2. Para una elaboración de las ideas aquí formuladas, véanse los textos míos publicados sobre el tema, principalmente: Buntinx, Gustavo, “Modernidades cosmopolita y andina en la vanguardia peruana”, en Oteiza, Enrique (coord.), Cultura y política en los años 60 [1994], Buenos Aires, Instituto de Investigaciones Gino Germani, Facultad de Ciencias Sociales, Universidad de Buenos Aires, 1997, pp. 267-286 (título original, modificado por los editores: “Modernidad andina / Modernidad cosmopolita.
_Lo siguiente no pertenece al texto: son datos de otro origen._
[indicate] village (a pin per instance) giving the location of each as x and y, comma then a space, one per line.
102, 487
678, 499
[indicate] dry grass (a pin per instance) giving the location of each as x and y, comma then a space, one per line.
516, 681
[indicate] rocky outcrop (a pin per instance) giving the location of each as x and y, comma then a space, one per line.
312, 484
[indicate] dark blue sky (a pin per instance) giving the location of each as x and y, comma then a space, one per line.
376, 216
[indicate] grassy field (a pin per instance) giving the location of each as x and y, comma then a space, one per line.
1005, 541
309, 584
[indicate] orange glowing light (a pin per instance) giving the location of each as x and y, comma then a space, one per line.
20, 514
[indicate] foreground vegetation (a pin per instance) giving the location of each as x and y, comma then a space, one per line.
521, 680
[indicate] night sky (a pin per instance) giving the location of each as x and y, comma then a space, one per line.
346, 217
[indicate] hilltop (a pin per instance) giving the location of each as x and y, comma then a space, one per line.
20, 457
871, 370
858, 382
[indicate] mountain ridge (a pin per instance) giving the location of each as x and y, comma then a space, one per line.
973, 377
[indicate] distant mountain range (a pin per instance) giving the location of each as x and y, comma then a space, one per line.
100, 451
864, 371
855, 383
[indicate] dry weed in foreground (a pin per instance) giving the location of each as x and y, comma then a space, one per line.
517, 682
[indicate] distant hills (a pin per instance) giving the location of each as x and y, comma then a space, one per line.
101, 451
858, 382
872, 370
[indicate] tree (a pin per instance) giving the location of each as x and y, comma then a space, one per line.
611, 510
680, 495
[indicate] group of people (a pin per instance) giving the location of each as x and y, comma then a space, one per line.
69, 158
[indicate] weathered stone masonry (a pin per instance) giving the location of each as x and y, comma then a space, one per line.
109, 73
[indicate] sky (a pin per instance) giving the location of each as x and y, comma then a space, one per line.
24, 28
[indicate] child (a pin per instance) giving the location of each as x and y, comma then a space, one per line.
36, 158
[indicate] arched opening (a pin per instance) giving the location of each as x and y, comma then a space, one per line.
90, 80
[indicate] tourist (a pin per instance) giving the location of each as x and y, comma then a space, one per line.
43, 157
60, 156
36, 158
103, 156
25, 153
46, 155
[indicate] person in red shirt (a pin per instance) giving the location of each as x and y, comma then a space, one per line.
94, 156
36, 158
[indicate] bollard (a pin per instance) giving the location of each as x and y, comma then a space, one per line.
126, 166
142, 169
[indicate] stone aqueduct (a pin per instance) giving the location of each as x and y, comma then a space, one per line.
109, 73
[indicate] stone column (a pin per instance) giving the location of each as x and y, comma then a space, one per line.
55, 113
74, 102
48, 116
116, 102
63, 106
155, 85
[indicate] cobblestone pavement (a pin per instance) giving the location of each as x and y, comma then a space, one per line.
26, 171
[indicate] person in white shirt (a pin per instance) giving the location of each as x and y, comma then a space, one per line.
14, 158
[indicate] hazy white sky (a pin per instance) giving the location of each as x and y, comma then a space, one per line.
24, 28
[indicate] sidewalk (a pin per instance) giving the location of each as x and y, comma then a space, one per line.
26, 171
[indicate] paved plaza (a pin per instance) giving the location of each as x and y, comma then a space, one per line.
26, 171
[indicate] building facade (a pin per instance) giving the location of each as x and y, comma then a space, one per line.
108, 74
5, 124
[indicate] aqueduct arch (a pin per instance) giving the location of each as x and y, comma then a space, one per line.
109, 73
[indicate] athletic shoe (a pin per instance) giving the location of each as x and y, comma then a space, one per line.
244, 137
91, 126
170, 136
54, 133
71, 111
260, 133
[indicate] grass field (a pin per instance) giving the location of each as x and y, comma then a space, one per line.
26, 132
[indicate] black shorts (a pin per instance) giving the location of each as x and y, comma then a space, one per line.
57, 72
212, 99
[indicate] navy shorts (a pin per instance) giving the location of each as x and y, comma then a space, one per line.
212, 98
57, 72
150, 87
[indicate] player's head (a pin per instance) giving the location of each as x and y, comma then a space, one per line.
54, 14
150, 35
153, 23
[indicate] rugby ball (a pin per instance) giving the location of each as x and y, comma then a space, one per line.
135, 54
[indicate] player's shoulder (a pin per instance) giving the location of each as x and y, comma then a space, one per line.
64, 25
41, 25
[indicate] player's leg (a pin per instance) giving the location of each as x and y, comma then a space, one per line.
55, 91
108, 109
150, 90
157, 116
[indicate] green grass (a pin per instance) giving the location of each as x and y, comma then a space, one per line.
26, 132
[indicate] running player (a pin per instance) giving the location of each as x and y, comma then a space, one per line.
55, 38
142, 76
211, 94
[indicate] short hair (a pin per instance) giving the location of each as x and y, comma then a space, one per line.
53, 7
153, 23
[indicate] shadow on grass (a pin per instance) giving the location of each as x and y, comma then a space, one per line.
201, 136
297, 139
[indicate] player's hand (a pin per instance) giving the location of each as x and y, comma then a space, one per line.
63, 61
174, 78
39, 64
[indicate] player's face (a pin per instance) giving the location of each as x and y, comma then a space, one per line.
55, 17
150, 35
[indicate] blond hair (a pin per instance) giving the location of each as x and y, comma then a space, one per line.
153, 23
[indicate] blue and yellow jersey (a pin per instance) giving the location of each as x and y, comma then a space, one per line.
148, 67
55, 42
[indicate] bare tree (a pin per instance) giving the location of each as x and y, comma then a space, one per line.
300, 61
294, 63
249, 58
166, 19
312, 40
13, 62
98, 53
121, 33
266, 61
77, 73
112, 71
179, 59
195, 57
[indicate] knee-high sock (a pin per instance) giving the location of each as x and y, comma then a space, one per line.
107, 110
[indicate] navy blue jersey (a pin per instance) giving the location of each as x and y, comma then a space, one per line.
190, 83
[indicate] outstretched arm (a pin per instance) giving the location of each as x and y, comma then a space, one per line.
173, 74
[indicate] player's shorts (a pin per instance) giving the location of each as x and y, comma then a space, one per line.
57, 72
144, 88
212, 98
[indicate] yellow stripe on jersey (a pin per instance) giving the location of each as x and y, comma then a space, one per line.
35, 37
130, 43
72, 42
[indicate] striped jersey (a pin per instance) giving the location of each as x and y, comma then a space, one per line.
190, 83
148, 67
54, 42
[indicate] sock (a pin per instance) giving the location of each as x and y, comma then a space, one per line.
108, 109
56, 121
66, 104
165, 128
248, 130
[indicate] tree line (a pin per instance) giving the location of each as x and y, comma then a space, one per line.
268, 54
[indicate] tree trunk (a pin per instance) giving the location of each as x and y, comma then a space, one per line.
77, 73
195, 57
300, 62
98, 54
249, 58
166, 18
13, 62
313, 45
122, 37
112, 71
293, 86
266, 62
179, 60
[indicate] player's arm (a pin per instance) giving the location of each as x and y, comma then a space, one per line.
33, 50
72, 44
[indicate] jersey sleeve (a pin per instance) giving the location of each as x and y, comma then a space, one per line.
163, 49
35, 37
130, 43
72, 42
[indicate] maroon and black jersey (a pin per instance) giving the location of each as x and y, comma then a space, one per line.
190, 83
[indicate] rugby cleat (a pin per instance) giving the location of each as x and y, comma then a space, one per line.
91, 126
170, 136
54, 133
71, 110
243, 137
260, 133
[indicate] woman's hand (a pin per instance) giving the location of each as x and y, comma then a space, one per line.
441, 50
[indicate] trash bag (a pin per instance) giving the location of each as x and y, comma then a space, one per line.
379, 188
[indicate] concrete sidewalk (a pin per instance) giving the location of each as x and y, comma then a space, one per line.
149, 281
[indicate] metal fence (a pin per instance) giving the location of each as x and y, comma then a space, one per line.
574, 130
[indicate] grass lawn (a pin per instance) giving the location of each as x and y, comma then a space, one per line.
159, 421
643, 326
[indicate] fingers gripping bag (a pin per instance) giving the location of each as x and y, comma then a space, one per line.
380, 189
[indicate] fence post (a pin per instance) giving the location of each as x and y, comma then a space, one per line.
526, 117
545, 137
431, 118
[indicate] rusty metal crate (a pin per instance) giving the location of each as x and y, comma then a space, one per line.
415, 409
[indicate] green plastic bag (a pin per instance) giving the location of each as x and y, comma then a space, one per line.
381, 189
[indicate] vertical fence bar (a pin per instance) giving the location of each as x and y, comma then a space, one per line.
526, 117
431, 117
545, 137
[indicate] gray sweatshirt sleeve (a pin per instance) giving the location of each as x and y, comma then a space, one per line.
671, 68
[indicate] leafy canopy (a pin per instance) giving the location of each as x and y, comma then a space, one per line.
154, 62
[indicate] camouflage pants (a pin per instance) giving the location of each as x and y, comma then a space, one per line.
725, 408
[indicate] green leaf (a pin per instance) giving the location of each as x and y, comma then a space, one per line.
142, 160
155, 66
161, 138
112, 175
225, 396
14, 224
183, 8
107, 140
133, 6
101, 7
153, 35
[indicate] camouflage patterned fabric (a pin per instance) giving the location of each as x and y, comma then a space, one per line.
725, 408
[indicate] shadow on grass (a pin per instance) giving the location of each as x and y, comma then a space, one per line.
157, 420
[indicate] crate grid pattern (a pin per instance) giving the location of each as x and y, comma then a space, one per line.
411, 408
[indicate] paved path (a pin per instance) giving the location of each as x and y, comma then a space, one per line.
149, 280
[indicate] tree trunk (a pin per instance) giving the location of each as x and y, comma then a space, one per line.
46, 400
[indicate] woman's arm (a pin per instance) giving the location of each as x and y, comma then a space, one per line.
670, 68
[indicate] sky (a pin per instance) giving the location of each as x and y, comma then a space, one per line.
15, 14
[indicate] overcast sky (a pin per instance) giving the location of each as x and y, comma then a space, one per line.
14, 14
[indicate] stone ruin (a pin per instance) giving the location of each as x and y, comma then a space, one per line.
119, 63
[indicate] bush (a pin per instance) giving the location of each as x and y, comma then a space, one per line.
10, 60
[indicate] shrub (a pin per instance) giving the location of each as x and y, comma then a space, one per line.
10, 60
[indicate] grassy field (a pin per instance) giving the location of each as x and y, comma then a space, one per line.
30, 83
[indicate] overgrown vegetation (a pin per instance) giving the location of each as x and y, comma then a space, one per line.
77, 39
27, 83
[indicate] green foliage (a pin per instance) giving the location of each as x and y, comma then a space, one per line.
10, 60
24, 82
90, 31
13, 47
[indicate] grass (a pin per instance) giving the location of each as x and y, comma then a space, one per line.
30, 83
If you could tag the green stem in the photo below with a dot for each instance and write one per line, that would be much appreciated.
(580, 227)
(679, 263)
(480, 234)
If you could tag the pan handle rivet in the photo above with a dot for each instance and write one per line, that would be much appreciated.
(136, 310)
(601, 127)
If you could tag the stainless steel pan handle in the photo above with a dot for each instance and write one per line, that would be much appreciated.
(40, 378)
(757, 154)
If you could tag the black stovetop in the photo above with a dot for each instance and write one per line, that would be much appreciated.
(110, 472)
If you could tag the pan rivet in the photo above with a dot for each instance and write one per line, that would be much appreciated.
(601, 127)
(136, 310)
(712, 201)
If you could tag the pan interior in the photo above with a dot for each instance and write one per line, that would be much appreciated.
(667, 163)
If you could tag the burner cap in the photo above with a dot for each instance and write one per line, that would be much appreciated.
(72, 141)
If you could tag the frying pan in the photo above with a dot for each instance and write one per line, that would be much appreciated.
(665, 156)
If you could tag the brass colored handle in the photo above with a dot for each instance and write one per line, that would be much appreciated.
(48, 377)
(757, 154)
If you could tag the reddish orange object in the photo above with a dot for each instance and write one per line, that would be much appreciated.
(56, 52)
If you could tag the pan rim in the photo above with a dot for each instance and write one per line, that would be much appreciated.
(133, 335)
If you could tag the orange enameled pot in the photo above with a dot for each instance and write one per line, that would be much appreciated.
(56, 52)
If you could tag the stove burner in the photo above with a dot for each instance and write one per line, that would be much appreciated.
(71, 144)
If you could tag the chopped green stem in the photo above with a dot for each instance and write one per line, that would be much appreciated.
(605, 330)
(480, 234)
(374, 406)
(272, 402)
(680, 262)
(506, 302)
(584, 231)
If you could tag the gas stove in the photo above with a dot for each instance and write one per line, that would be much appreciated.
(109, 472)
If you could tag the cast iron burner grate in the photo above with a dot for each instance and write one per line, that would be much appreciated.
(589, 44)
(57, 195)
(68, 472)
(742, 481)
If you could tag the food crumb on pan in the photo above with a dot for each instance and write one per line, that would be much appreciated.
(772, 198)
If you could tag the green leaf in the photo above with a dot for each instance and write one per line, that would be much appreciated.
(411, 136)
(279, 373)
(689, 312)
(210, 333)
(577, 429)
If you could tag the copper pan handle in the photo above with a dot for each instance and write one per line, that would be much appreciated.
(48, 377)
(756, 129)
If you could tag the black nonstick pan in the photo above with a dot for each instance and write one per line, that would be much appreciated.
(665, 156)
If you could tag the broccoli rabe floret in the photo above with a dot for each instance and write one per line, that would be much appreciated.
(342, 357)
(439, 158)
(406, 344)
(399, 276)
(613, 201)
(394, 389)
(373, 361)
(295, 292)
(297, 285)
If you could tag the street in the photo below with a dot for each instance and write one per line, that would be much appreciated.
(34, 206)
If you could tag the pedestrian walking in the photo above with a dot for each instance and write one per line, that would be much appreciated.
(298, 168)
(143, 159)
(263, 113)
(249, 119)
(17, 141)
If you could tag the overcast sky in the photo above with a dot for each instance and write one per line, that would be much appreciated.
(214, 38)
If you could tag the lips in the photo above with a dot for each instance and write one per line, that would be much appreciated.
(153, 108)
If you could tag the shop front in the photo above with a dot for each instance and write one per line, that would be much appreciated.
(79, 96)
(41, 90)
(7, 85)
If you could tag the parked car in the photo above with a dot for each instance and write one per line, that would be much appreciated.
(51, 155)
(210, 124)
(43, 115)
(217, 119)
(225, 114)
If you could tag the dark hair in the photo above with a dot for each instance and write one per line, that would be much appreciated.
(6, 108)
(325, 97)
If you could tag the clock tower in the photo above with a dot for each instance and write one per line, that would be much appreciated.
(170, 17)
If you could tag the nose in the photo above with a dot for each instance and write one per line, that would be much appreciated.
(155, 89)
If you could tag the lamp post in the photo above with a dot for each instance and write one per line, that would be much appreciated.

Trances y transiciones en la vanguardia peruana de los años sesenta”) (Actas de las jornadas Cultura y política en los años sesenta, organizadas en Buenos Aires por el Instituto de Investigaciones Gino Germani en septiembre de 1994); Buntinx, Gustavo, Utopía y ruinas. Jesús Ruiz Durand: fragmentos de una retrospectiva (1966-1987) (cat. exp.), Lima, Museo de Arte del Centro Cultural de San Marcos, 2005; Buntinx, Gustavo, “Pintando el horror: sobre Memorias de la ira y otros momentos en la obra de Jesús Ruiz Durand”, en Hamann, Marita; López Maguiña, Santiago; Portocarrero, Gonzalo y Vich, Víctor (eds.), Batallas por la memoria: antagonismos de la promesa peruana, Lima, Red para el Desarrollo de las Ciencias Sociales en el Perú, 2003, pp. [315]-[335].